I can summarise how it works but only just; I’m far too tired to even consider much:
I will only explain the invocation grep -o -E '\<[-A-Za-z0-9.]*\>'
but much of it is the same in the others (the vertical bar/pipe symbol in extended grep allows for more than one pattern):
The -o
option is for only printing matches rather than the entire line. The -E
is for extended grep (could just as well have used egrep). As for the regexp itself:
The <\
and \>
are word boundaries (beginning and ending respectively - you can specify only one if you want); I believe the -w
option is the same as specifying both but maybe the invocation is a bit different (I don't actually know).
The '\<[-A-Za-z0-9.]*\>'
says dashes, upper and lower case letters and a dot zero or more times. As for why then it turns e.g. to .e.g I at this time can only say it is the pattern but I do not have the faculties to consider it more.
#!/bin/bash
if [ $# -eq 0 ]; then
echo "Usage: $(basename ${0}) [FILE...]"
exit 1
fi
for file do
if [ -e "${file}" ]
then
echo "** ${file}: "
grep -o -E '\<[-A-Za-z0-9.]*\>' "${file}"|sort | uniq -c | sort -rn
else
echo >&2 "${1}: file not found"
continue
fi
done
Example:
$ cat example
The current version is 0.0.1-1 but the previous version was non-existent.

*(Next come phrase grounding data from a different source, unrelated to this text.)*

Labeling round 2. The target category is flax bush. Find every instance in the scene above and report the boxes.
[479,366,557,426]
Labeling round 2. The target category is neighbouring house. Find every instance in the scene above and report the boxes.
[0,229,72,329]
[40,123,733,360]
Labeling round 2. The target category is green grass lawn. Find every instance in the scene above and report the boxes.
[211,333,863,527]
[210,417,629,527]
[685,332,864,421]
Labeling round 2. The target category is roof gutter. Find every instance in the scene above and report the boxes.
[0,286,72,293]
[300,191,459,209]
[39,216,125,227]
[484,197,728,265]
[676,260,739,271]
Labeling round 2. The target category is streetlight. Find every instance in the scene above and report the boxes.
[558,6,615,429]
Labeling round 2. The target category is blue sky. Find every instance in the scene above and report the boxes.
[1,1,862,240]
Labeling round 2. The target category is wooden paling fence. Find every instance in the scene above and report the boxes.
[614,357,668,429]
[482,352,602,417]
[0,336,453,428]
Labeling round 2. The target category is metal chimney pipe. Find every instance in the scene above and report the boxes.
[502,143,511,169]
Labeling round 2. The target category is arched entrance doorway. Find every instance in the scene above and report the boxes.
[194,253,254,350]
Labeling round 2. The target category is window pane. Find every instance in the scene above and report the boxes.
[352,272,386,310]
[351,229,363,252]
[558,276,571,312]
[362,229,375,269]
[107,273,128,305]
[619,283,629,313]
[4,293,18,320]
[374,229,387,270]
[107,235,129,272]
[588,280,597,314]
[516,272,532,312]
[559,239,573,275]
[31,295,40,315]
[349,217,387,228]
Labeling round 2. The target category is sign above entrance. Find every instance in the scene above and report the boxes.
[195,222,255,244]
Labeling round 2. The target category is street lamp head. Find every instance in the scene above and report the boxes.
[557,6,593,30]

This sentence contains an abbreviation i.e. e.g. (so actually two abbreviations).
This sentence has no numbers and no punctuation
$ ./wordfreq example
** example:
2 version
2 sentence
2 no
2 This
1 was
1 two
1 the
1 so
1 punctuation
1 previous
1 numbers
1 non-existent
1 is
1 i.e
1 has
1 e.g
1 current
1 contains
1 but
1 and
1 an
1 actually
1 abbreviations
1 abbreviation
1 The
1 0.0.1-1
N.B. I didn't transliterate upper case to lower case so the words 'The' and 'the' show up as different words. If you wanted them to be all lower case you could change the grep invocation in the script to be piped to tr before sorting:
grep -o -E '\<[-A-Za-z0-9.]*\>' "${file}"|tr '[A-Z]' '[a-z]'|sort | uniq -c | sort -rn
Oh and since you asked if you want to write it to a file you can just add to the command line (this is for the raw invocation):
> output_file
For the script you would use it like:
$ ./wordfreq file1 file2 file3 > output_file